通常「性別」は、出生時に身体のある部分の形状を根拠に(つまり現場での運用に即して言えば、オチンチンがあるかないかによって)、男女いずれかという具合に二元的に付与されます。
ただ、それならば「性別」とは“身体のある部分の形状“それだけでしかないはずです。
しかし現実には、その属性は社会生活のあらゆる場面にかかわってきます。
男は男らしく、女は女らしく—-。いわゆるジェンダーの問題ですね。
となると、ある人の“身体のある部分の形状“と、その人が社会生活において男らしいコースと女らしいコースのいずれを希望するか(あるいは適性があるか)は、じつは本来はまったく独立した別個の事象だと言うことが可能です。
一般に「身体の性別と心の性別が一致しない病」として知られる性同一性障害が、しばしば問題となるのも、この両者を分かちがたく関連付け、一致しているのが正常であり正統だとする社会通念が背景にあるのです。

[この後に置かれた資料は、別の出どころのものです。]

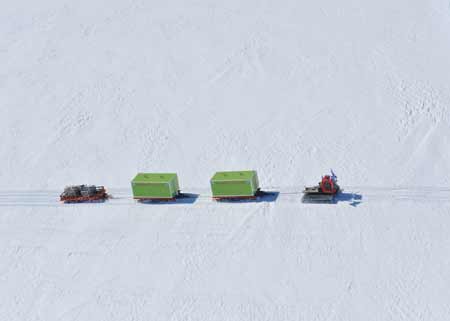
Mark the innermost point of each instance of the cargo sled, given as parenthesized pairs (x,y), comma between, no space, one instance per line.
(83,193)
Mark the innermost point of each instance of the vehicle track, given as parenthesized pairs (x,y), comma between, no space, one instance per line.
(122,196)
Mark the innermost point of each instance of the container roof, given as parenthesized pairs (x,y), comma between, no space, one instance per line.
(234,175)
(154,177)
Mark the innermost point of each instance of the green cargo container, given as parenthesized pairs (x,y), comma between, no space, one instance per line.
(240,184)
(155,186)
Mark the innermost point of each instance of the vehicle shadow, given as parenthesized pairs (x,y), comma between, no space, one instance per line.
(183,198)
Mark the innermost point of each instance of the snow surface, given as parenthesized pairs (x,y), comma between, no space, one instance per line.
(95,91)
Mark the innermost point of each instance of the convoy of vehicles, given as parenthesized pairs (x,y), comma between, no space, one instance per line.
(225,186)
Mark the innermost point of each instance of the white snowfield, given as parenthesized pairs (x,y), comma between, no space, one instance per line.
(95,91)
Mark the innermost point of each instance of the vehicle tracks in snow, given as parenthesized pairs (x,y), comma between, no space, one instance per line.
(121,197)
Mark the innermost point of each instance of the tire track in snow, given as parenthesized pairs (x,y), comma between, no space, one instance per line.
(122,197)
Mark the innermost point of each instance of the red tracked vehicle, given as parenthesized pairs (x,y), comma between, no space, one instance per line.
(324,192)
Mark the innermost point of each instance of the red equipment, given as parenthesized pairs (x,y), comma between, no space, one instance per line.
(325,191)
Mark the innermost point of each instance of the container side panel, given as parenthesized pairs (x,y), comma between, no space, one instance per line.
(232,188)
(157,190)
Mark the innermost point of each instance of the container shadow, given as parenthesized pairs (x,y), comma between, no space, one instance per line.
(353,199)
(261,197)
(183,198)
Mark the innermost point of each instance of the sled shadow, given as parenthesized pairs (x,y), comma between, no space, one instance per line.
(184,198)
(262,197)
(353,199)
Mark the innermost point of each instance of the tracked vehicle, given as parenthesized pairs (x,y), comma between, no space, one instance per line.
(324,192)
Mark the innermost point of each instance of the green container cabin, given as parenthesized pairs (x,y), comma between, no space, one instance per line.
(238,184)
(158,186)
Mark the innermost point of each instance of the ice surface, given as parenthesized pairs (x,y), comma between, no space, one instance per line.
(96,91)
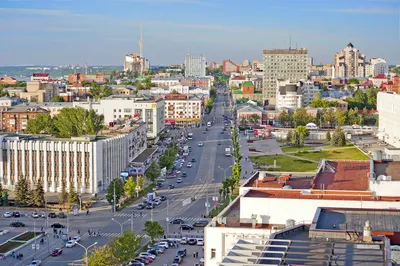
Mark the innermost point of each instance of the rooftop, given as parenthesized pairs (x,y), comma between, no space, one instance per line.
(342,175)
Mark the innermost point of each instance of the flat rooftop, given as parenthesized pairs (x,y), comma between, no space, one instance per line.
(294,247)
(354,219)
(343,175)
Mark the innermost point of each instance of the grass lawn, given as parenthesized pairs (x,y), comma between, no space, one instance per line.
(287,164)
(10,245)
(296,149)
(26,236)
(339,154)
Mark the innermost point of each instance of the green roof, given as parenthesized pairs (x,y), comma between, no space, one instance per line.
(247,83)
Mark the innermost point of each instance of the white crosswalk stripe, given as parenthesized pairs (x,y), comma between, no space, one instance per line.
(127,214)
(188,219)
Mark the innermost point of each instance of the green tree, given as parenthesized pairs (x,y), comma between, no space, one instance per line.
(301,117)
(22,191)
(101,256)
(254,119)
(119,191)
(153,172)
(38,194)
(283,117)
(64,194)
(57,98)
(73,197)
(130,187)
(303,133)
(124,246)
(328,135)
(153,229)
(42,124)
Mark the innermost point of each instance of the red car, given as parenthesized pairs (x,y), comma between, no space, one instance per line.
(56,252)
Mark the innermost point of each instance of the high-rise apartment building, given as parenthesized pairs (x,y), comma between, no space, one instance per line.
(286,64)
(195,66)
(349,63)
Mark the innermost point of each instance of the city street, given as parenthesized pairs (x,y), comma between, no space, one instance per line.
(202,183)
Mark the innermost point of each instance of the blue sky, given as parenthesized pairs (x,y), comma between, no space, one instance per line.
(103,31)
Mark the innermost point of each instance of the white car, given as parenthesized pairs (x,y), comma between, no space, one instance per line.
(70,244)
(200,242)
(147,254)
(7,214)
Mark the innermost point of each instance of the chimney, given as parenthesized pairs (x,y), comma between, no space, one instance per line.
(367,235)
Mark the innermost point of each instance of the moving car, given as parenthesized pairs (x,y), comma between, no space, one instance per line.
(186,227)
(56,252)
(70,244)
(201,223)
(7,215)
(177,221)
(192,241)
(57,225)
(17,224)
(200,242)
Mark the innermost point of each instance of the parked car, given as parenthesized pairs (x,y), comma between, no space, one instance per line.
(186,227)
(56,252)
(192,241)
(200,242)
(201,223)
(17,224)
(7,215)
(57,225)
(177,221)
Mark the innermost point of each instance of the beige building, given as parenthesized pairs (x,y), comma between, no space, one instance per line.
(349,63)
(285,64)
(37,91)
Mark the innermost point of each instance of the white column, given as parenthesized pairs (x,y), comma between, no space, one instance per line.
(45,182)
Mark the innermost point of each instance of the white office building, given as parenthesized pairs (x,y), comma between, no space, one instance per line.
(388,106)
(195,66)
(88,162)
(122,107)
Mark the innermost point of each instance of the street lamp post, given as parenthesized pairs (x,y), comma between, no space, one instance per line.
(34,229)
(121,224)
(86,251)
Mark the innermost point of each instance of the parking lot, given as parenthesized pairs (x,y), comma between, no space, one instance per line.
(188,260)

本当は、ほとんどの人がこの通念に沿うように自分を無理に合わせているだけで、もしも“身体のある部分の形状“にかかわらず、自分にとって最も好適な生き方が選択できるのなら、すべての人がもっと自由に、どこにでも行けるし何にでもなれるのではないでしょうか。
このほか「性別」に関しては、誰とどんな恋愛をして幸せを感じるか、といういわゆる性的指向の要素も挙げられますが、異性とのノーマルな性行為を前提とするものだけを正常ととらえるのがまちがいであるのは言うまでもありません。
同性愛と異性愛という対立的な概念自体、便宜上のものです。
自分の好みにしたがって誰かを好きになるのは、そのすべてが自然なことなのです。
このように、ひとくちに「性別」と言っても、ある人に対し【身体を基準に付与される性別】、その人自身がどうありたいと望むかという【本人の意思に基づく性別】、そしてその人の【恋愛対象にかかわる性別】などといった複数の軸線が存在します。
これらそれぞれについて、単純に「女」か「男」かを決めただけでも、2の3乗で8種類の「性別」があることになりますし、「間のこのへん」をもOK※だとすれば、その組み合わせはまさしく無限です。
そして、こうした《その人の性に関するありようの総体》のことを、いちばん広い意味での『セクシュアリティ』と呼びます。
ひとりひとりのセクシュアリティは多様であり、それは簡単に2種類に分類できてしまうものでは決してありえないのです。
※この場合の「間のこのへんもOK」というのは、【本人の意思に基づく性別】や【恋愛対象にかかわる性別】はもちろん、【身体を基準に付与される性別】にもあてはまります。
一般には身体にかかわる性別というのは“オチンチンがある“か、それとも“ない“かに基づいて2種類に単純化されがちですが、現実には「インターセックス」などと呼ばれる、典型的な男女の身体にあてはまらない人々も相当数存在します。「性別が2つなのは身体的な性別が2種類なのが根拠」というのは幻想にすぎません。実際には身体的な性別自体が多様なのです。
そして、そういうケースであっても、日々の生活は「女」か「男」か、いずれかになっておこなうことが社会的な約束事として強いられているのが、この今のわたしたちの世界なのです。典型的な「女」や「男」にならないことは不利であり、そうなれないことが劣ったものとみなされるルールの下に置かれていると言ってもよいでしょう。
なお本稿では、そのようなジェンダー化を当然とする趨勢に批判的な視点から、いわゆる「身体の性別」を【身体を基準に付与される性別】、身体に対比してよく言われがちな「心の性別」は【本人の意思に基づく性別】、やはり単純に「女」か「男」かが考えられてしまいやすい「性的指向」については【恋愛対象にかかわる性別】と表記しました。